Quindi cosa si fa: si eliminano? Qualcuno dice di sì, perché così il Parlamento sarà “forzato” a farne di migliori, e perché quelle attuali sono un onere per le aziende. Prima di tutto: qualsiasi misura di questo tipo non potrà che essere un onere per le aziende, perché serve per tutelare dei dati di terzi anche dall’azienda stessa e non nell’interesse dell’azienda. E non ci sarà un movimento spontaneo degli utenti verso le aziende che tutelano maggiormente il loro dati (ancora wishful thinking di Punto Informatico) perché gli utenti non solo non hanno la cultura per farlo, ma non avranno neppure i mezzi per riconoscere, al di là delle chiacchiere, chi i dati li tutela davvero. Infine, non credo che il parlamento attuale (né il prossimo) avranno intenzione di mettersi a discutere con le organizzazioni imprenditoriali per riproporre in modo più efficace una normativa che ha impiegato dieci anni per essere presa abbastanza sul serio da essere poi subito abrogata.

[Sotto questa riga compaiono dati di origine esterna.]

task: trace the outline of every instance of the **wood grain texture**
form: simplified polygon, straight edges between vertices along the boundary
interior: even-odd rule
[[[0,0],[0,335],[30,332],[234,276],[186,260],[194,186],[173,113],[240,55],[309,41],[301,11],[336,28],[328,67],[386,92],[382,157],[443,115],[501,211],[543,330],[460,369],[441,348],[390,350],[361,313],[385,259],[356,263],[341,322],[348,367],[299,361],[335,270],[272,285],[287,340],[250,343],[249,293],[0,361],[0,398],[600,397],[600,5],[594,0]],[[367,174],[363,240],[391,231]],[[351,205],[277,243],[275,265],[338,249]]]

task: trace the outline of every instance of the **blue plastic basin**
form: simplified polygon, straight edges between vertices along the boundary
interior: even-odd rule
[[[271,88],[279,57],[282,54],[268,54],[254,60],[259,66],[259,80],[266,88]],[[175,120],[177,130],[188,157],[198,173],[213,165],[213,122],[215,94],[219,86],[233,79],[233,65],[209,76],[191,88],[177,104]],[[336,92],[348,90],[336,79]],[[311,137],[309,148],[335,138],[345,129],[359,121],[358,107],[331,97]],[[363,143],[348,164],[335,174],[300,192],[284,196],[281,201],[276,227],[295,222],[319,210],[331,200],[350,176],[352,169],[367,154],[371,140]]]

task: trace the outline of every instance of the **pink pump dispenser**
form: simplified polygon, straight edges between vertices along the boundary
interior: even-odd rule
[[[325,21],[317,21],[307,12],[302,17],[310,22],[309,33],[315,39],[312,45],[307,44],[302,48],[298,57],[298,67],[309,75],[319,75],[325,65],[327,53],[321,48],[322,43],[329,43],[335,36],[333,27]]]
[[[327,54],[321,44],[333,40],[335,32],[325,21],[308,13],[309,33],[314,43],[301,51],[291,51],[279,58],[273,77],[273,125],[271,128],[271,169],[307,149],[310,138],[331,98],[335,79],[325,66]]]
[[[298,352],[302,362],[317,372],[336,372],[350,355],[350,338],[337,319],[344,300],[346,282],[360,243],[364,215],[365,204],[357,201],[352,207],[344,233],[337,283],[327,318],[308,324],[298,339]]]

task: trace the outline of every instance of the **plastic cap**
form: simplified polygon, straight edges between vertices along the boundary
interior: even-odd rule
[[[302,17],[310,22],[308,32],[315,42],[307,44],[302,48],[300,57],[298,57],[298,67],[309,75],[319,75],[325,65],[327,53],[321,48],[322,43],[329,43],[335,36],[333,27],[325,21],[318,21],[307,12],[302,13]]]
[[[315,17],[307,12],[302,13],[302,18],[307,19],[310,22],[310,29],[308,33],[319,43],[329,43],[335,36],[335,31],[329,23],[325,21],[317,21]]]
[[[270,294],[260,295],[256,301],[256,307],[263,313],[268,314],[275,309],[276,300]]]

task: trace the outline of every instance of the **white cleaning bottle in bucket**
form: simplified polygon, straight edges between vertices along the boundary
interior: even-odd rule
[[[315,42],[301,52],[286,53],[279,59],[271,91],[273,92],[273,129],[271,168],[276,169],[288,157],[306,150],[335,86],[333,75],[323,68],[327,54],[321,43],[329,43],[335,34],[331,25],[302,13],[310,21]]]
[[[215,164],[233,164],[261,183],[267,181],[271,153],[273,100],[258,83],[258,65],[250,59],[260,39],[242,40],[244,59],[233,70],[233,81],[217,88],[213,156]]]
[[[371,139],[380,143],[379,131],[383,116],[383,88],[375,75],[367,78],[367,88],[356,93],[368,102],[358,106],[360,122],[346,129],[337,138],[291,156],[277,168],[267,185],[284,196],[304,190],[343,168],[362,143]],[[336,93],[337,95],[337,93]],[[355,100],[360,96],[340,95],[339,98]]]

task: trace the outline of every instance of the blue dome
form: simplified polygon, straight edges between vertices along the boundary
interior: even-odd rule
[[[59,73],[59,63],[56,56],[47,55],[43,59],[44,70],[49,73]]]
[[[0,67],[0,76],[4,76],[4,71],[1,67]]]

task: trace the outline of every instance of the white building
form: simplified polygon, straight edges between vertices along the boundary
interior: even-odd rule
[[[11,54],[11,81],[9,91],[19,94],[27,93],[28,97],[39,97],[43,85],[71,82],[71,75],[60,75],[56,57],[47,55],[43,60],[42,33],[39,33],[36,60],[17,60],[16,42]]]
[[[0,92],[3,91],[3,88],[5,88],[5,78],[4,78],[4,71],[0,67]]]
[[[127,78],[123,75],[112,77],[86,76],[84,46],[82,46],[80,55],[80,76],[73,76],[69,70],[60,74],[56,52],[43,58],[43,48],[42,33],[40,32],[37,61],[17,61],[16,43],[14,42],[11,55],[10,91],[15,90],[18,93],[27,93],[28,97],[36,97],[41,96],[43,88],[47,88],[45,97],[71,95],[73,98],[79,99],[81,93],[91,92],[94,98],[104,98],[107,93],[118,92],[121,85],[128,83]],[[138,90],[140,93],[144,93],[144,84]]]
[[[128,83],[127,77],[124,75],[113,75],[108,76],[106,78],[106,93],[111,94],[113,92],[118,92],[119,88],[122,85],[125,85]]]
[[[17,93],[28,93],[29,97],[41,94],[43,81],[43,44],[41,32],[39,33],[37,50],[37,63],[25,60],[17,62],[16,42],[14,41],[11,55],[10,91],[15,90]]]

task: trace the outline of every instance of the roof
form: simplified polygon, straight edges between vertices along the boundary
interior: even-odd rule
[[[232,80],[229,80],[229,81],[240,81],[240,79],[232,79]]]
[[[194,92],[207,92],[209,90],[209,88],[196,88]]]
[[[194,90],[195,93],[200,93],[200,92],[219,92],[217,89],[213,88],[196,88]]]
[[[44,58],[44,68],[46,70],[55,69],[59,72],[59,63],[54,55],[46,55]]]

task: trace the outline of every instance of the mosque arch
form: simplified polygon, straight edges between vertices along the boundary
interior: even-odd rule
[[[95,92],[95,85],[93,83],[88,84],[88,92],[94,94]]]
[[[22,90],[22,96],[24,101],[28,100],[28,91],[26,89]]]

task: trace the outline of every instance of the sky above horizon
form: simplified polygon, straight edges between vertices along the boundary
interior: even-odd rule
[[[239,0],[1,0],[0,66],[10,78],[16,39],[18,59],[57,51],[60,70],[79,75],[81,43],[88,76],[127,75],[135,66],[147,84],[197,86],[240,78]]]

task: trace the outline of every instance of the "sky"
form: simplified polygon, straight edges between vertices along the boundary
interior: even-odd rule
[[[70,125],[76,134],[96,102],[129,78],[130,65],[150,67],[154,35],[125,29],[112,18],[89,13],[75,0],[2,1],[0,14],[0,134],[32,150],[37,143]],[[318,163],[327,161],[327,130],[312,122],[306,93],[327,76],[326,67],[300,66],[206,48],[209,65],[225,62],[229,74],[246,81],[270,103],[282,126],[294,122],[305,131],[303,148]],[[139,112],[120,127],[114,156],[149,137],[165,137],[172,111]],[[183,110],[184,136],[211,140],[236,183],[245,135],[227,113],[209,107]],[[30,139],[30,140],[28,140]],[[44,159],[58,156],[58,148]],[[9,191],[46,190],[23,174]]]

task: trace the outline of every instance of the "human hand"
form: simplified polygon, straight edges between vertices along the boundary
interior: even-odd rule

Quello che ci aspetta quindi, se gli emendamenti passano, è l’assenza di misure di sicurezza a tutela dei dati personali, salvo quando la tutela è diretto interesse dell’azienda, e salvo ovviamente le misure “adeguate” sulle quali non perdo tempo oltre. Un esempio? Il vostro fornitore di telefonia o di connettività non sarà tenuto a “tutelare” i dati sul vostro traffico. Sono certo che basta poco per trovare altri esempi interessanti. Non serve sforzarsi molto.
La soluzione naturalmente non è lasciare la norma così com’è. La soluzione è migliorarla, dato che da anni ormai se ne discutono i limiti ed i difetti che quindi sono arcinoti. Un primo recepimento delle critiche è stato fatto con il passaggio dalla 675/96 al Codice attuale, ma certo è auspicabile un processo più aperto e trasparente per arrivare a delle regole che siano effettivamente a tutela dei dati, efficaci tecnicamente e di peso accettabile per le aziende.
A quanto pare, la proposta è stata ritirata, vedi http://www.repubblica.it/2007/09/sezioni/cronaca/privacy-ufficio/ritirato-piano/ritirato-piano.html
Meno male. Le considerazioni sull’esigenza di migliorare in modo trasparente le misure minime rimangono però valide.